Managerial Accounting: P20-31B Cool Boards manufactures snowboards

Managerial Accounting
P20-31B Making outsourcing decisions
Cool Boards manufactures snowboards. Its cost of making 2,100 bindings is as follows:
Direct materials 17,580
Direct labor 2,600
Variable overhead 2,100
Fixed overhead 6,500
Total manufacturing costs for 2,100 bindings 28,780
Suppose Lewis will sell bindings to Cool Boards for $15 each. Cool Boards would pay $1 per unit to transport the bindings to its manufacturing plant, where it would add its own logo at a cost of $0.40 per binding.

1. Cool Boards’ accountants predict that purchasing the bindings from Lewis will enable the company to avoid $2,600 of fixed overhead. Prepare an analysis to show whether Cool Boards should make or buy the bindings.

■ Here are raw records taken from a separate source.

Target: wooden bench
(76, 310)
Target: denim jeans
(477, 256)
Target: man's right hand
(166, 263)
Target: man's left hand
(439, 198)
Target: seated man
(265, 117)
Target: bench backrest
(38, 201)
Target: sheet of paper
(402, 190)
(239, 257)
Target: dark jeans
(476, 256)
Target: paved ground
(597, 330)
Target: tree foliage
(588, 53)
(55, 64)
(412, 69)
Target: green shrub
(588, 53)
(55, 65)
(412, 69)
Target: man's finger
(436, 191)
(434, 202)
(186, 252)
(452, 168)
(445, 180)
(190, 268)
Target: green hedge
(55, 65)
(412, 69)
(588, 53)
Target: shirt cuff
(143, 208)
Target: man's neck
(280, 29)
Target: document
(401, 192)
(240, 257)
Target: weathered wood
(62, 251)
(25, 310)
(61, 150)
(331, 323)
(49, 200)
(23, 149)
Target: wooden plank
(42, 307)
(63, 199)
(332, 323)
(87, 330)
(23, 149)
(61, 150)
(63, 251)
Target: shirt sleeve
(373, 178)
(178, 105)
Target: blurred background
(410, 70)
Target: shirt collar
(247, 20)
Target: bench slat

2. The facilities freed by purchasing bindings from Lewis can be used to manufacture another product that will contribute $3,500 to profit. Total fixed costs will be the same as if Cool Boards had produced the bindings. Show which alternative makes the best use of Cool Boards’ facilities: (a) make bindings, (b) buy bindings and leave facilities idle, or (c) buy bindings and make another product.